For the quarter, gross profit, as a percentage of sales, was 51.5%, a decrease of 73 basis points versus the prior year. The decrease in gross margin was driven by accelerated growth in our Commercial business and a 28 basis point non-cash LIFO charge driven largely by rising freight costs. Operating expenses, as a percentage of sales, were 30.9% versus 31.0% last year.
Operating profit increased 5.7% to $1.1 billion. Net income for the quarter increased 3.1% over the same period last year to $810.0 million, while diluted earnings per share increased 13.4% to $40.51 from $35.72 in the year-ago quarter.
For the fiscal year ended August 27, 2022, sales were $16.3 billion, an increase of 11.1% from the prior year, while domestic same store sales were up 8.4%. Gross profit, as a percentage of sales, was 52.1% versus 52.8%. The decrease in gross margin was primarily attributable to the initiatives to accelerate growth in our Commercial business. Operating expenses, as a percentage of sales, were 32.0% versus 32.6%. For fiscal 2022, net income increased 11.9% to $2.4 billion and diluted earnings per share increased 23.1% to $117.19 from $95.19. Return on invested capital finished at 52.9%.
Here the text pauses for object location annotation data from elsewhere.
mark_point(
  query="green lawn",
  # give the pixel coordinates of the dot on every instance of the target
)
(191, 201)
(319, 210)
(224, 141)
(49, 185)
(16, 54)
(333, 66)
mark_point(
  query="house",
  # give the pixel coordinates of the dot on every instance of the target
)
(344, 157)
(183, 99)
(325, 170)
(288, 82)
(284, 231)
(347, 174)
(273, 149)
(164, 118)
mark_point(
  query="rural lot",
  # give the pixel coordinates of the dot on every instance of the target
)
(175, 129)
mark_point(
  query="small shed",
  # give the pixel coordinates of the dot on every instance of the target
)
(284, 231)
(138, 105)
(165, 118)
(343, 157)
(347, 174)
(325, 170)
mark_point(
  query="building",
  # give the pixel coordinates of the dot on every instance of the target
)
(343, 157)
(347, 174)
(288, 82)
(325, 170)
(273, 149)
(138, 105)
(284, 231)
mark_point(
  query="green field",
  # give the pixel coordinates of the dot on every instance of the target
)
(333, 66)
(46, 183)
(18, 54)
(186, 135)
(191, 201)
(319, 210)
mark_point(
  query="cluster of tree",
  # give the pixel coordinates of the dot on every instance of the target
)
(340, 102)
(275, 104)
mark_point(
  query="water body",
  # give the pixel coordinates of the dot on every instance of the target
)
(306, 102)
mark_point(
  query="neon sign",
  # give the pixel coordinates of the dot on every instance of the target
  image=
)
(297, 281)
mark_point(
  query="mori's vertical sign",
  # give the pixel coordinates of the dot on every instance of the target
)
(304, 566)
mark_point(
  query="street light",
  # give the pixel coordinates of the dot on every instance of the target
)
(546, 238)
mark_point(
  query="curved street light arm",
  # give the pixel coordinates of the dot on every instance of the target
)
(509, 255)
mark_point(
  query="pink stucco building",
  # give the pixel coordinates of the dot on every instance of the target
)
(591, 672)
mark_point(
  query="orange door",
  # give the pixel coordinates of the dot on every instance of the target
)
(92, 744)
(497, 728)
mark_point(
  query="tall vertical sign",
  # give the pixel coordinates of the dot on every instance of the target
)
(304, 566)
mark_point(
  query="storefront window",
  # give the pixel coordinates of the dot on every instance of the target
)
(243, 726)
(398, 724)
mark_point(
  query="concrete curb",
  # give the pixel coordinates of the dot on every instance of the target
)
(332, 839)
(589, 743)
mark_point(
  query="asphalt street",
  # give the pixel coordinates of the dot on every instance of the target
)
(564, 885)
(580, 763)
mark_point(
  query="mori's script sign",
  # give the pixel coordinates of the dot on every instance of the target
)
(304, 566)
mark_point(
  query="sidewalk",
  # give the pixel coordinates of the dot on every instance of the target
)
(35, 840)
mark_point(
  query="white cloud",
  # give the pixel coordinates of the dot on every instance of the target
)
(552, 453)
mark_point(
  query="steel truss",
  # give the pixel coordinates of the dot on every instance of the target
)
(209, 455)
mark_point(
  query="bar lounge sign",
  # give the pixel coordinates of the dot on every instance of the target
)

Under its share repurchase program, AutoZone repurchased 474 thousand shares of its common stock for $1 billion during the fourth quarter, at an average price of $2,111 per share. For the fiscal year, the Company repurchased 2.2 million shares of its common stock for $4.4 billion, at an average price of $1,964 per share. At year end, the Company had $1.058 billion remaining under its current share repurchase authorization.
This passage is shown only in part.